Cheri Frisbie’s son Josh has been serving in Iraq for more than a year with the 333rd Military Police Unit in Freeport.
Josh was supposed to return to civilian life next month, but that was cancelled due to continued tensions in Iraq. Now, Josh's mom wonders if some of these soldiers will have their jobs when they get back.
"When they come back they should have what they had before they went,” said Cheri Frisbie.
That concern has prompted lawmakers in Springfield to draft legislation to protect these citizen soldiers from discrimination.
"They have left their jobs to fight terrorism, why should they be discriminated against when they get home, “ said Pat Quinn, Illinois Lt. Governor.
Currently employers have the right not to hire National Guard members and reservists if there is a possibility that the soldier may be called to duty for two years.

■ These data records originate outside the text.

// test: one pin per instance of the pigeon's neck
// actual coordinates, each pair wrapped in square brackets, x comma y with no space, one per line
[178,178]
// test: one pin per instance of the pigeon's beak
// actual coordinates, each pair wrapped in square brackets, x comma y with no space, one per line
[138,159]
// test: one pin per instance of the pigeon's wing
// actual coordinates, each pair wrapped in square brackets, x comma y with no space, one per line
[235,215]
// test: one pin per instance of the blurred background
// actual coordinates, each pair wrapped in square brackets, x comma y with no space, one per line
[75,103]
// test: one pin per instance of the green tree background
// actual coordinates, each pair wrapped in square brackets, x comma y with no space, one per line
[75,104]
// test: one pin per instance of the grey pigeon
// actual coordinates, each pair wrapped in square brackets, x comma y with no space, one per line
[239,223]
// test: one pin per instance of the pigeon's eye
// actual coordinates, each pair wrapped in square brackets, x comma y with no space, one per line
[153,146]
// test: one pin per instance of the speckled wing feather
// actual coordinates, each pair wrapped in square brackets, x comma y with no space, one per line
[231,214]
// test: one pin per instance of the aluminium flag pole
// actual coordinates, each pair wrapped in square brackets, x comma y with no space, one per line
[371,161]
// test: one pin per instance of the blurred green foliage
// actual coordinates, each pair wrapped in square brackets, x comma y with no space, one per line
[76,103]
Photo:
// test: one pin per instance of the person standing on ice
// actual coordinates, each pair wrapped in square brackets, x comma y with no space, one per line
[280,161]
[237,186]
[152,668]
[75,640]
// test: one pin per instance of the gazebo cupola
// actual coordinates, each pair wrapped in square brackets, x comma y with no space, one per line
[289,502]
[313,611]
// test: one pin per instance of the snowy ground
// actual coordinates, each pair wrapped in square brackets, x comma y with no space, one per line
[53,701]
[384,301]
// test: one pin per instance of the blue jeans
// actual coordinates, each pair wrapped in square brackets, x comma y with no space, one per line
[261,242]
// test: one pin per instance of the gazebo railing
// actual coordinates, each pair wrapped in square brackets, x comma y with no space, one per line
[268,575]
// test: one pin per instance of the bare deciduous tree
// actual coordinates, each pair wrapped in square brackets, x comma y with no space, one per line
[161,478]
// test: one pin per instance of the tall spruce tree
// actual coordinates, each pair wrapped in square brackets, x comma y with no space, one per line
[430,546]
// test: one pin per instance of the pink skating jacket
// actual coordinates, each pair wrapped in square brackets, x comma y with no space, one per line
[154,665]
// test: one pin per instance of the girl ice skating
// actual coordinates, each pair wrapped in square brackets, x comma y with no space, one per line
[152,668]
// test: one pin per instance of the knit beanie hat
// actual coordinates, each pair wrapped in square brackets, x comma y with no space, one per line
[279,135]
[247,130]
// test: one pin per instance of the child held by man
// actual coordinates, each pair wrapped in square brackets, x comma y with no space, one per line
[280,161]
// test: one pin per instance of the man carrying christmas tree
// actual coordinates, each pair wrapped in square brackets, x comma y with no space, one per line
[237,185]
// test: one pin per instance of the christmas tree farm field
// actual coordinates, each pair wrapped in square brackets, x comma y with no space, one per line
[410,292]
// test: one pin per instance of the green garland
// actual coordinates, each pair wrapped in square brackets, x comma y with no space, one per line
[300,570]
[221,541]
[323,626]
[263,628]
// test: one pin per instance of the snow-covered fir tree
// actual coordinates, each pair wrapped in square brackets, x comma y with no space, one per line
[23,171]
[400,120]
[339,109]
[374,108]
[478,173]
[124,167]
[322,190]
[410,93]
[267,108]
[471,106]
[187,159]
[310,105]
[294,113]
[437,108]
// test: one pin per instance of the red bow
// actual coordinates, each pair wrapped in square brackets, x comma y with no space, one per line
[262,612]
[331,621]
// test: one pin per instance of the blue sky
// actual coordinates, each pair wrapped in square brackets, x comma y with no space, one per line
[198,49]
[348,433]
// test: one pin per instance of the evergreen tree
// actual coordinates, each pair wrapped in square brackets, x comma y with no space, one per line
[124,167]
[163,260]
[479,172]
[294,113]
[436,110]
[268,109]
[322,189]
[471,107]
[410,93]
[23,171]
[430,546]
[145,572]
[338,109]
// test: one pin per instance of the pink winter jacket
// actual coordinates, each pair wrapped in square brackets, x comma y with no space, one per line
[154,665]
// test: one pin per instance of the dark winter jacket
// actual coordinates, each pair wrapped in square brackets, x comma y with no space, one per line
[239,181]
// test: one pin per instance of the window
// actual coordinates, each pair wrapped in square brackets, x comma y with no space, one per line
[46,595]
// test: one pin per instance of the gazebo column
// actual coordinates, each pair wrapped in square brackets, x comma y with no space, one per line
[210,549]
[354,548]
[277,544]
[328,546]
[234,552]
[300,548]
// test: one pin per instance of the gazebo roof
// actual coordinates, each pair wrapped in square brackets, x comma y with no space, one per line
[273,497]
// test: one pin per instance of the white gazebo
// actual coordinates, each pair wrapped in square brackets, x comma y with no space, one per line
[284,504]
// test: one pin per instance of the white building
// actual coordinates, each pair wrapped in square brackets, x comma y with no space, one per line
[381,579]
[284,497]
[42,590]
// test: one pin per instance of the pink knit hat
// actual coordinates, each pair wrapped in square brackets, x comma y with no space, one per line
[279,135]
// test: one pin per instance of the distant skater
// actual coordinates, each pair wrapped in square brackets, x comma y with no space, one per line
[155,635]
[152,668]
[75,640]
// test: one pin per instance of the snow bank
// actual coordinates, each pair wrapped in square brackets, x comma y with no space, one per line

"This bill sends a message to employers and landlords that discrimination against anyone- especially National Guardsmen and reservists will not be tolerated in Illinois,” said Barrack Obama, Illinois Senator.
Lawmakers want to change the current state Human Rights Act that now only protects active soldiers from discrimination while citizen soldiers like Josh and other reservists have been forgotten.
"That’s not right. They are dodging bullets and they should not be discriminated against when they come home, “ said Frisbie.